Don't get me wrong, I love your articles - very educational. But I still think you have a one-dimensional view of slow bowling. Another way to get wickets is to apply scoreboard pressure and bowl maidens. No better way than to dart the ball in and strangle the batsman. I can't help thinking that I'd rather have my 3-11 off 8 overs last Sunday than your 1-20 off 1 over. Mind you, we were defending 197, so the scoreboard pressure was heavier.

Most amateur spin bowlers bowl far too slowly anyway. You can put more revs on it that a washing machine but if its dribbling down here at barely 40mph you're gonna be fetching it from the car park all afternoon.

@ AB - how do you know if you're bowling too slowly?

Tom - my thoughts on spin bowling pace.
I think you'll know when you start bowling too slowly!!! It's too slow when the batsman can easily double step the ball, hit it before it bounces or on the half volley, or get into position to play an innovative stroke like the dill scoop without any apparent risk.

There are lots of advantages for slower spinners, and also lots of advantages for quicker spinners. But you can't just pick a magically correct pace, there is no "perfect" pace for a spin bowler. Sydney Barnes was a medium pacer-spinner, Graeme Swann spins the ball at a quick pace, and there are also many successful slower spinners like Shane Warne.

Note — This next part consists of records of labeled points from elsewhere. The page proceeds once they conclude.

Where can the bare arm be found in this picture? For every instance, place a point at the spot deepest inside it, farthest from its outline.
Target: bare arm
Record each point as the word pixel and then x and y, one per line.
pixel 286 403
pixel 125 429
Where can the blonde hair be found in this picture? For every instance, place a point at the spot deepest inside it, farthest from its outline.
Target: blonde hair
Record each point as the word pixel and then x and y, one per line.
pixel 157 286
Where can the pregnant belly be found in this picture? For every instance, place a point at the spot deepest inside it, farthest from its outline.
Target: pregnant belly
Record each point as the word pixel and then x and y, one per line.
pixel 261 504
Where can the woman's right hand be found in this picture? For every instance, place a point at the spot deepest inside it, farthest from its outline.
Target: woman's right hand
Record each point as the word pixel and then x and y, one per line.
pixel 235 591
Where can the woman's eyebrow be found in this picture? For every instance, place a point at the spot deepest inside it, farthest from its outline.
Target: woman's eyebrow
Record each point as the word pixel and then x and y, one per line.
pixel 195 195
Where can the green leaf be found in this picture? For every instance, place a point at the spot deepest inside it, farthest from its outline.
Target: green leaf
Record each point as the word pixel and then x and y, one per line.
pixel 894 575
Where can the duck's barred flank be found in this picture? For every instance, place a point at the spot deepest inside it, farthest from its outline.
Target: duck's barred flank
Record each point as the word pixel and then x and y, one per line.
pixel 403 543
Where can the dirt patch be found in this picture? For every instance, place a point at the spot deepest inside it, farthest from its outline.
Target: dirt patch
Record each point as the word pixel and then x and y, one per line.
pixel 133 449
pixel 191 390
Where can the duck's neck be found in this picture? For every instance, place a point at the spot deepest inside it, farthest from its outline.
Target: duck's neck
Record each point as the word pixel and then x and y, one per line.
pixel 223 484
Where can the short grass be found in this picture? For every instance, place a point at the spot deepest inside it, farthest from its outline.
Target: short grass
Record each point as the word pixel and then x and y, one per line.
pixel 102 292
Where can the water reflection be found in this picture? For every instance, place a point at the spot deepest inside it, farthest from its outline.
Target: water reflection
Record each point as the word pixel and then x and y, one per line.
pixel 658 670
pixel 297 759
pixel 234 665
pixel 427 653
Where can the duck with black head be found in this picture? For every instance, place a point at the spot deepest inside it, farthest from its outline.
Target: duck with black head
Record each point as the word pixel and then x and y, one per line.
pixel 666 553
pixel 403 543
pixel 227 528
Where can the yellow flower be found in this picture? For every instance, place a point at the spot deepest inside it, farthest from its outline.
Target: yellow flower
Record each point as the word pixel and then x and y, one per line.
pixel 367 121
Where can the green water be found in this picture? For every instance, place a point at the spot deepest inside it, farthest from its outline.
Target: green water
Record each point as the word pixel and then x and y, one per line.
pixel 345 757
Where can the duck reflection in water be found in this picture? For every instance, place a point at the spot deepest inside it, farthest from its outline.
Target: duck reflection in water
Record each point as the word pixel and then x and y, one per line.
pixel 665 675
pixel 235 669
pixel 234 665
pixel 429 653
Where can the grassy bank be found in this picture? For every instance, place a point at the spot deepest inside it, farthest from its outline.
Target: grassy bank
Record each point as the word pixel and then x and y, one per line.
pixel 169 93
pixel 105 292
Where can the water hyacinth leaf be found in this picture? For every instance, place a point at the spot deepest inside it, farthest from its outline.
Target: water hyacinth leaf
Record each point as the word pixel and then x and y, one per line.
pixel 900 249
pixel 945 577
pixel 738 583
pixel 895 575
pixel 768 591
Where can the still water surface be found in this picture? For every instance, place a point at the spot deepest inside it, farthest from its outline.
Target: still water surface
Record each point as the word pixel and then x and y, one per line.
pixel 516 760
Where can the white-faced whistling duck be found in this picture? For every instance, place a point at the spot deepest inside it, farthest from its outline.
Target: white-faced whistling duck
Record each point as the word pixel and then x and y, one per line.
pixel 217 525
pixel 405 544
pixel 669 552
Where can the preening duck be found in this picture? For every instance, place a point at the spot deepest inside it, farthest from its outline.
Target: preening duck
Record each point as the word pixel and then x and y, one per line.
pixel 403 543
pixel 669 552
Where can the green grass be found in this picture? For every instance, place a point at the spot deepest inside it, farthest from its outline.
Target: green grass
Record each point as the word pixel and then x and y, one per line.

You should actually have 3 paces: Your stock pace, which is the pace at which you get maximum revs. A slightly slower pace for more turn / confusing the batsman. And a quicker pace for rushing the batsman.

Add that to your already impressive repertoire of drift, dip, turn, bounce, skid, varying trajectories, and variarion in line, flight, and angle, and you will certainly be more effective.